Although the buildings will be designed to be used by children with special needs, Bannerman stressed that they will be accessible for all children.
“It’s not for people in a wheelchair, people with MS, people with seizures,” she said. “It’s for all kids who are special needs and need a safe environment. We’re not excluding anybody. And for some kids, like siblings of those with special needs, there will be a section where typical children can play. This is an environment where children with needs can participate, rather than be excluded.”
Someone Special Like Me accepts partnerships and sponsorships of monetary support, goods and time. Walgreens, one of the largest supporters, gave out goody bags and hundreds of toys in addition to setting up tents at last year’s race. There are various levels of sponsorship, but Someone Special Like Me will accept all offers and recognize all donations of money, goods or time, however small. “Even if you can’t give money but want to make a team to bring a pizza to a race or register and pay to run, that’s support,” Bannerman said. “Last year, a group had two people and $50, so they came to the race and helped do anything and everything needed.”
Although the facilities will be designed to cater to special needs children from birth to age 17, other programs will be offered. “We will offer summer programs, after-school programs and special respite hours for parents,” according to Someone Special’s website. “We also plan to have special fun nights for adults with special needs, including movie nights, game nights and many other exciting nights!”

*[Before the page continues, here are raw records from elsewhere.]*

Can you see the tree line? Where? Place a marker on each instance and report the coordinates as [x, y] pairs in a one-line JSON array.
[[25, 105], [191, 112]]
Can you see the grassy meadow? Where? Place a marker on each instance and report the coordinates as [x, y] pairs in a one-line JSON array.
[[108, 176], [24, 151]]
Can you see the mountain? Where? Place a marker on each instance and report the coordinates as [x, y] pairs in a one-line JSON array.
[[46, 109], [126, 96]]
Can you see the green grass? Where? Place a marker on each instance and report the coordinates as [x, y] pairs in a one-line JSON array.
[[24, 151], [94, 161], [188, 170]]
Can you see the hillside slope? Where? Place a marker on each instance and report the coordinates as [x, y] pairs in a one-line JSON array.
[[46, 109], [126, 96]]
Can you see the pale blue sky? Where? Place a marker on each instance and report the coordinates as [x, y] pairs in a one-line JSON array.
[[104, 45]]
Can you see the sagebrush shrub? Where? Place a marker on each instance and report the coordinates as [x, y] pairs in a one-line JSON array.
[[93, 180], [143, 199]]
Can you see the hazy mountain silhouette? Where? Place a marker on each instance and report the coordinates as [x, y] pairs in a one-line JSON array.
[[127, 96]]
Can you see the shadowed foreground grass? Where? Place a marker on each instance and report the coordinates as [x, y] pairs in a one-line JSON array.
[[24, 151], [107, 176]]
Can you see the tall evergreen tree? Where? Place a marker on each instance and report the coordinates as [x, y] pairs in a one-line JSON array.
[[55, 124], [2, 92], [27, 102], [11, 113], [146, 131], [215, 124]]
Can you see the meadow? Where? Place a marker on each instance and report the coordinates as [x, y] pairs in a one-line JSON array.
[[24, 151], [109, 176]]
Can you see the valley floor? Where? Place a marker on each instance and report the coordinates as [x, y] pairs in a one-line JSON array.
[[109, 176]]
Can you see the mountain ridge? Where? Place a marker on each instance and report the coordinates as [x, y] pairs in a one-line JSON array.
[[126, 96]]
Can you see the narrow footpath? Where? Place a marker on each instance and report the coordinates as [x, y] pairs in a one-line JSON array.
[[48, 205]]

Bannerman is excited for her project and said she has had a lot of support both from her community and family. Although she has lived in Raleigh since 1991, she still has Wadesboro connections and still visits, she said. Her family was “big” in Wadesboro, she said, with her father, sports star and coach Richard Johnson, her mother, Kathy Johnson, who was “big in the community,” and her grandmother, the late Gertrude Johnson, who wrote the column “East Rockford News” for the Anson Record. Bannerman also has two brothers, Lance and Brent, her husband, Mike, and a great-uncle, local celebrity Lightning Gaddy. Additionally, she is supported and inspired by her former third-grade teacher, Mary Lynn Ross (Tyson).
With her community and family behind her, Bannerman is furthering her project. “I’m so greatful that I’m the person God has chosen to do this,” she said.